Amy Bigelow has a daughter at Waukesha STEM Academy. She said the way the school pairs personalization with projects like this has turned around how she feels about school. Bigelow remembered afternoons during elementary school.

“She would come home from school just in a funk at the end of the day,” Bigelow said of her 12-year-old daughter in sixth grade.

But that has changed.

“She came home the first week and she said, ‘Mom, I didn’t realize I’m learning, but it doesn’t feel like I’m learning.’”

Enthusiasm and student independence are the kinds of outcomes personalized learning advocates tout.

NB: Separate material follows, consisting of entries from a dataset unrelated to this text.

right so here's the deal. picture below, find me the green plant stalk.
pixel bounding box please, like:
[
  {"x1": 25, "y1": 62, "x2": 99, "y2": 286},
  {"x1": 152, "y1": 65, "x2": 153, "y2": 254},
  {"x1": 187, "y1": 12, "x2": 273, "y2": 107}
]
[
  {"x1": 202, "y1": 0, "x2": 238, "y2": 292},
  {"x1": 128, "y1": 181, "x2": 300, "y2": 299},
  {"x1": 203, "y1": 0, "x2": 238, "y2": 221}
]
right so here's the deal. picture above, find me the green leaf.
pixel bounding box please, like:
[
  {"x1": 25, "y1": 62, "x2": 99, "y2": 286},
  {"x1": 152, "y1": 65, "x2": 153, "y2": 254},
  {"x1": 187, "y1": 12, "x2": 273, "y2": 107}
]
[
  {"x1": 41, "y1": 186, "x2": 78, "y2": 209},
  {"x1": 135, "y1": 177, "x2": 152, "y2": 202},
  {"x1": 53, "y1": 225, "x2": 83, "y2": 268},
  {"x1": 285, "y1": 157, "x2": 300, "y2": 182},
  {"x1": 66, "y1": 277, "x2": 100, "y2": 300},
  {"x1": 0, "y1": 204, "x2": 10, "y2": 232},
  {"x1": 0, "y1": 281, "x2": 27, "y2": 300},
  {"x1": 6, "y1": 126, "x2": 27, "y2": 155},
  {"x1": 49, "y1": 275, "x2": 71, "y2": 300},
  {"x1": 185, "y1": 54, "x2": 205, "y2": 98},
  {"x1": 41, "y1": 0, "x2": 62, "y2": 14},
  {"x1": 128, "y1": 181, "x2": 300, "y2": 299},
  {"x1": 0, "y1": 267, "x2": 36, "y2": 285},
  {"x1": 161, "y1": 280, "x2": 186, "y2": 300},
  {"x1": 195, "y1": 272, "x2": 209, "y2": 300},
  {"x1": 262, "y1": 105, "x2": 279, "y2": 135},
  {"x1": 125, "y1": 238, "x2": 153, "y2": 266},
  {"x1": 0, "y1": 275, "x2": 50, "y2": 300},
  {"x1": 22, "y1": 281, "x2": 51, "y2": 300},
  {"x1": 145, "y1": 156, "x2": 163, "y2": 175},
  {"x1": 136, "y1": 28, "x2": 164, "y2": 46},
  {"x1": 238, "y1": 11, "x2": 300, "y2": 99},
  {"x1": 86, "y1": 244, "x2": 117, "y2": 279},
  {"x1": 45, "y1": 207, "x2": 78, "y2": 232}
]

In September 2018, students talked about their plans for designing a natural disaster resilient city in a Waukesha STEM Academy Seminar. Kyla Calvert Mason/WPR

Krohn of Johnson Creek and James Murray, the principal at Waukesha STEM Academy, each said the schools have many students working on material that’s well ahead of their age-based grade level. They also said the approach allows students who need more time with any given skill to slow down and really master it instead of being dragged along with a class that is moving on to more advanced material.

But researchers haven’t found that personalized learning leads to significant improvement in standardized test scores. Halverson said that could be because personalized learning is an effort to get away from teaching that is focused on standardized tests.

“Do we want young people who take control of their own learning and set their own path and can articulate their own goals? Do we want kids who can master standards and are proficient at standardized-based content? Do we want both?” Halverson said.

He said those are questions education policymakers are grappling with. Whether more schools embrace personalized learning could depend on their answers.